Юрген понял – она была рада его видеть. Пожал плечами:
– Приятно, что не наоборот.
Уршула была высокого роста – может, даже чуть его выше, – так что ей не пришлось к нему тянуться. Она приподняла его подбородок двумя пальцами – и поцеловала в губы.
Спросила:
– Зачем пришёл?
Её карие глаза искрились в свете колдовских свеч. Волосы в косе переливались, как расплавленное золото, и Юрген представил, с каким наслаждением коснётся их позже. Он ответил:
– За этим.
Уршула довольно сощурилась.
– Хорошо.
Юрген не ожидал, что она настолько ему обрадуется, – думал, придёт к ней, они немного поболтают, и Уршула попросит его убраться восвояси. Но вместо этого она слегка запрокинула голову, и Юрген обхватил её лицо ладонями.
Потом они целовались на её кровати. Ключицы Уршулы оказались в мелких веснушках, и Юрген прижимался к ним губами и опалял их горячим дыханием. Уршула шумно дышала, поглаживая его спину и запуская пальцы ему в волосы, и позволила ему не только расстегнуть на себе рубаху, но и приподнять юбку, и сейчас ладонь Юргена скользила по её бедру.
– Не торопись, – велела Уршула.
Не то чтобы Юрген собирался. Он не верил, что Уршула будет просто тихо млеть под его руками, но на удивление поначалу она поступала именно так – только перед тем, как он коснулся её по-другому, сказала сходить к умывальнику в сенях. Она распласталась на кровати, сжала его запястье и на выдохе произнесла его имя.
Потом, когда он целовал её в висок, она смешливо ткнулась носом в колдовской лоскут у него на лбу. Властно толкнула его в плечи и, оказываясь сверху, прошептала на ухо:
– Боги, до чего же красив… – Прикусила мочку. – Даже с этими глупыми заплатками.
Уршула стянула с себя рубаху и переплела свои пальцы с его. Когда она сняла юбку, Юрген не помнил, но Уршула оказалась невероятно ловка в том, чтобы выпутываться из одежды – и выпутывать его самого. Её коса расплелась, и теперь длинные пряди щекотали ему грудь.
Тяжесть её тела была приятна, и после того, как Уршула слегка качнула бёдрами, Юрген издал длинный вздох.
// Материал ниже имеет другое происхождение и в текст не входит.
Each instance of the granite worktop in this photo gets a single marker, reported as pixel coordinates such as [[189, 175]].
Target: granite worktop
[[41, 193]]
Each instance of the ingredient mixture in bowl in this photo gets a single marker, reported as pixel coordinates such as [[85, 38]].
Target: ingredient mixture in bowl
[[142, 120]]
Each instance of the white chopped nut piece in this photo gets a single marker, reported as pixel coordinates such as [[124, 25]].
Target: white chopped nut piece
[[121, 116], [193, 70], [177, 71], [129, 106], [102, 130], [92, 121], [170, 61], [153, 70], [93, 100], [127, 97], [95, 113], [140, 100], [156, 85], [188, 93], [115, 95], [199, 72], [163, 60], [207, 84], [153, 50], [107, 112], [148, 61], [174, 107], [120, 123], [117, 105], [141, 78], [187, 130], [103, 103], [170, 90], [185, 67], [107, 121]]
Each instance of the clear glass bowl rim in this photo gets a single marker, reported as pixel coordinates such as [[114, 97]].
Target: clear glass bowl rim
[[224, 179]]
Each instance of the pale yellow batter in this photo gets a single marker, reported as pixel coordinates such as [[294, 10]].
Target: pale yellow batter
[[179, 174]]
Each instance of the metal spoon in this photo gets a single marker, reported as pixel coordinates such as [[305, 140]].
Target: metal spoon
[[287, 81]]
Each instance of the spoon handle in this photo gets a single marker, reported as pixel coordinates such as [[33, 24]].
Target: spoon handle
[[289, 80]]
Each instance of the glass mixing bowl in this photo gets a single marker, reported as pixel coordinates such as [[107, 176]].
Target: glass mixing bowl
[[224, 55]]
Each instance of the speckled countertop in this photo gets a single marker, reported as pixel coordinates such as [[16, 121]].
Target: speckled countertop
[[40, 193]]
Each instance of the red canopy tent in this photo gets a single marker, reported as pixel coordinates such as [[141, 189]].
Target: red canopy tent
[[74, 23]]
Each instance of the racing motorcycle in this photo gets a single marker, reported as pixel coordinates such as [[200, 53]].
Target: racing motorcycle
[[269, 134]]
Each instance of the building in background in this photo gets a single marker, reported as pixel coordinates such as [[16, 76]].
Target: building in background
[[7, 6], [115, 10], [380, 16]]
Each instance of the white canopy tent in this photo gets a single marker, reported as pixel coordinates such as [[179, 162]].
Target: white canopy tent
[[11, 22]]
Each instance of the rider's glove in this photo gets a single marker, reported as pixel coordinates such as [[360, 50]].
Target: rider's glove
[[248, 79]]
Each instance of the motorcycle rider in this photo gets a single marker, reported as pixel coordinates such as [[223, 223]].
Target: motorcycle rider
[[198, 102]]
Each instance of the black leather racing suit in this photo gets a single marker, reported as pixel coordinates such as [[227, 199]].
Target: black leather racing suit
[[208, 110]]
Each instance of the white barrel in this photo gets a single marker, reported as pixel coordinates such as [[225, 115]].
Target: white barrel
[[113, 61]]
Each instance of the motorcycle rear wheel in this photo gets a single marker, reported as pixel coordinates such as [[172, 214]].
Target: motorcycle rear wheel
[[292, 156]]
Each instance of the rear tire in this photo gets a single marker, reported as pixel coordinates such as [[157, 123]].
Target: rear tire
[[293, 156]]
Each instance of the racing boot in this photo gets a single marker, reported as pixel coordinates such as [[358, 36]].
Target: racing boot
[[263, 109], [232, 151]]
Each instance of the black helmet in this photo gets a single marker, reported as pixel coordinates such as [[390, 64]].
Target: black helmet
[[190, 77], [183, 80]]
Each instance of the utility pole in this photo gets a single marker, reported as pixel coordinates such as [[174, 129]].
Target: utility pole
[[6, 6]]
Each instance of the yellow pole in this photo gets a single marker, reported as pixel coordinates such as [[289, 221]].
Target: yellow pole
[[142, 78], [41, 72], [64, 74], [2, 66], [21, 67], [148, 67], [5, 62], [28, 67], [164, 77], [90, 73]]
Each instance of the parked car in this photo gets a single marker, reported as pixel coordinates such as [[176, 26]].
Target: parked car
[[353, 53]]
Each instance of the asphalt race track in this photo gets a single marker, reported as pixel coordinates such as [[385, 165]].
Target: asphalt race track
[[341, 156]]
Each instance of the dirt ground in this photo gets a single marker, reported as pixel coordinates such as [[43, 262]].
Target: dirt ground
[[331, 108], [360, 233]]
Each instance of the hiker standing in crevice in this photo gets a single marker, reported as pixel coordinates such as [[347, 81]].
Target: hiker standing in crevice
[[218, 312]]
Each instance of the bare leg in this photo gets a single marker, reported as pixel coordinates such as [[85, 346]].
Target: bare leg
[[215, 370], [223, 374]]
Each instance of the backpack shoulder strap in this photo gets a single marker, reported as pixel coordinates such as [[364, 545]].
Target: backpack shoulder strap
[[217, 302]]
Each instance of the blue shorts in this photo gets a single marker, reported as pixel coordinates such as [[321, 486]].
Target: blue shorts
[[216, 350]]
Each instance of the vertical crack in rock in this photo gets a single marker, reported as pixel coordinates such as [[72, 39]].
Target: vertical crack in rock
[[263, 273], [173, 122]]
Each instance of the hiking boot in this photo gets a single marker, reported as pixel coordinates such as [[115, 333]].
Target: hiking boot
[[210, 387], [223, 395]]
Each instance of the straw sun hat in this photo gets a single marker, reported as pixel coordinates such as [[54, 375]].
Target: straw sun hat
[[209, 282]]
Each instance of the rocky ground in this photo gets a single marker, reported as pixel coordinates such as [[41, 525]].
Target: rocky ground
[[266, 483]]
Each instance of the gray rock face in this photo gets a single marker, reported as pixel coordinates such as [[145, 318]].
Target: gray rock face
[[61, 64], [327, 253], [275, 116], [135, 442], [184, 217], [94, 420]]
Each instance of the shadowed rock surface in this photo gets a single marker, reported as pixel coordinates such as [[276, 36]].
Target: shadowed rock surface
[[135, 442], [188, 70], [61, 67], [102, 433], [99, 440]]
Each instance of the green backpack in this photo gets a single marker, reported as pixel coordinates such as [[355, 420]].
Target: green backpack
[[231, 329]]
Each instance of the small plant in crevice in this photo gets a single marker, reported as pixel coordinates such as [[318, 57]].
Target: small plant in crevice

Уршула услышала это, и её глаза удовлетворённо заблестели; она наклонилась к Юргену и поцеловала его в шею.
Когда всё закончилось, Юрген думал, не лучше ли ему уйти, но Уршула лениво махнула рукой и заявила, что он может остаться. Она лежала, закинув на него ногу, и скользила пальцем по линии его нижней челюсти, хотя смотрела и не на Юргена, а куда-то – осоловевшим сытым взглядом – в потолок.
– Думаю, – произнесла она, – нам не стоит никому рассказывать о том, что здесь было.
Юрген лежал в полудрёме, но приоткрыл глаза и удивлённо спросил, с чему бы ему выбалтывать, как он проводит ночи.
– Ну мало ли. – Уршула хмыкнула. – Есть любители.
Юрген скривился.
– Ладно уж.
К тому же меньше всего ему хотелось, чтобы в Диком дворе узнали, что он ночевал у ученицы Кажимеры, – Хранко опять начнёт верещать, что Юргеном крутят как хотят, и ему и в голову не придёт, что хоть что-нибудь может быть не связано с Тержвице и Драга Ложей.
Он найдёт, что сказать своим завтра, – может, он ушёл в деревню, а может, всю ночь мыкался по озеру. Юрген не думал, что вороны Хранко станут его преследовать – он непредсказуем, и наблюдать за ним тяжелее, чем за Ратмилой. Но даже если отыщут… Юрген понял: его это не волновало. Сейчас ему было спокойно и хорошо.
Сквозь дрёму он почувствовал, что Уршула поднялась с кровати, и отдалённо услышал плеск воды в сенях. А когда Уршула вернулась, Юрген пододвинулся, освобождая ей место, и посмотрел на неё из-под опущенных ресниц.
Уршула погасила последние свечи, и комнату накрыла ночь.
6. Хозяин Сущности из Стоегоста
Первые дни после Тержвице он хотел по-волчьи убраться как можно дальше, в самые глухие леса. Увезти с собой Ольжану и прятать её в разбойничьих лачугах и тесных землянках – так бы ей казалось, что они спасаются от чудовища, хотя на самом деле Лазар просто пытался бы убедить себя, что расстояние что-то значит.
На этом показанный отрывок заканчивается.